Volksoper
22.12.2015: „DIE SCHNEEKÖNIGIN“– perfekte Technik, versickernde Poesie
Ein Märchenballett in der Volksoper, die „Schneekönigin“, für Kinder? Die Nachfrage des Publikums ist vorhanden. Ausverkauft! Und dazu werden noch zusätzliche Aufführungen eingeschoben. Der Titel von Hans Christian Andersens Biedermeier-Märchen lockt zur Weihnachtszeit, und auch die Darbietung des Wiener Staatsballetts kann gefallen. So richtig kurzweilig für Kinder ist es aber denn doch nicht, dieses vom Londoner Choreographen Michael Corders aufwändig gestaltete Tanzspektakel. Corder bietet zu Sergej Prokofjews expressiver Musik zwar ein ansprechendes Bilderbuch, vermittelt jedoch anstatt märchenhafter Poesie und origineller choreographischer Einfälle eine anspruchsvolle Lehrstunde betreffs klassisch-akademischen Tanzes. Es ist eine bunte Folge ohne Spannungsaufbau, dramaturgisch unterbelichtet, nicht ohne Längen, doch mit einer Reihe durchaus kultiviert und lebendig geformter Ensembleszenen wie Soli und Pas de deux. Und auch die zweite Besetzung erweist sich auf dem eisglatten Weg in den Eispalast der Schneekönigin als sehr, sehr überzeugend.

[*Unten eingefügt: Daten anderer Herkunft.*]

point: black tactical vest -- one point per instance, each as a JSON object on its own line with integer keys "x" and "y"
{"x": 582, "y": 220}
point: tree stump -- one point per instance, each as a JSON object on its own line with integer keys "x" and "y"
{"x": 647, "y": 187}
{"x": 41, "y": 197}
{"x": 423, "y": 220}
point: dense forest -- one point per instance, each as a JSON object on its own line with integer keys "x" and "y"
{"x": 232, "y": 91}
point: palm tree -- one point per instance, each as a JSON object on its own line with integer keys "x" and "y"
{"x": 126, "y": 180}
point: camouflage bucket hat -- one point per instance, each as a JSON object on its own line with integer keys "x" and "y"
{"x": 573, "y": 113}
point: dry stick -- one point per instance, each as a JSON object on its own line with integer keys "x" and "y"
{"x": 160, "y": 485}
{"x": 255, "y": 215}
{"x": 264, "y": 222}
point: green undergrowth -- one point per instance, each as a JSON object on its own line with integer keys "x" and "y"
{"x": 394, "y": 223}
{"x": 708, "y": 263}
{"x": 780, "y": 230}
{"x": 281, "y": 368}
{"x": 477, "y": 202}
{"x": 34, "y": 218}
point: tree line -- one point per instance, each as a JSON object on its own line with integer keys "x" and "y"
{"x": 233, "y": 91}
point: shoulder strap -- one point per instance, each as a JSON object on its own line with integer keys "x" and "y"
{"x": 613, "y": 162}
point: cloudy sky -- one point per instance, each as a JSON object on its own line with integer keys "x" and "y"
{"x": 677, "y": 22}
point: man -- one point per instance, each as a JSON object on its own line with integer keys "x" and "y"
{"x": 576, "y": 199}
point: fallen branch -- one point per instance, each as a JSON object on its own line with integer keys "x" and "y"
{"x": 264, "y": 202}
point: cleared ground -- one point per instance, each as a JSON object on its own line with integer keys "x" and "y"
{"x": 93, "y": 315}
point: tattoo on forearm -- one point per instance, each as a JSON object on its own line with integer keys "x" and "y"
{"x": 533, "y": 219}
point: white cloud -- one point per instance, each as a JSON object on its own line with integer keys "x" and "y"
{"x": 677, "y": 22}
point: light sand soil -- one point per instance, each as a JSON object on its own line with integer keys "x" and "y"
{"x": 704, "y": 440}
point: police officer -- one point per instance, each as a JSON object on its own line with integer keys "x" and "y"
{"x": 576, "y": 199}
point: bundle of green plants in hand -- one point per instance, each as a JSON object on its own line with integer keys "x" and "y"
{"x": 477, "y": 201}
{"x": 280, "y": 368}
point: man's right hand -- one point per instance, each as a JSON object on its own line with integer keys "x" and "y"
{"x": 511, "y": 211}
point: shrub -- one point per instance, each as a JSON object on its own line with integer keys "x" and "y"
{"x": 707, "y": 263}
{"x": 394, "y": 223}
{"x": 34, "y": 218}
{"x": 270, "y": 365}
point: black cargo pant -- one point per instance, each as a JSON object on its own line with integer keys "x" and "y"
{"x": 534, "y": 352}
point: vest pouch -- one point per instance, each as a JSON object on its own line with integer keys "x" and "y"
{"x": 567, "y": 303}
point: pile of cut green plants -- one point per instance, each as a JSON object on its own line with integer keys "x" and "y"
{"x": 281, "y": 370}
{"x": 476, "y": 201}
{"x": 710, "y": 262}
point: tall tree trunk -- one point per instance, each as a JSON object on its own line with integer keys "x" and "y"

Die Rollen sind weniger auf Charakterzeichnungen ausgerichtet, verlangen allerdings reine, ausgefeilte Technik. Ioanna Avraam in der Titelrolle, Nina Tonoli und Greig Matthews als jugendliches Paar beherrschen solches, machen gute Figur, vermögen völlig zu überzeugen. Auch das Orchester unter MartinYates wirkt tadellos eingespielt, und somit fällt es doch nicht zu schwer, sich einer in vielen Hinsichten beachtlichen Ballett-Demonstration hinzugeben.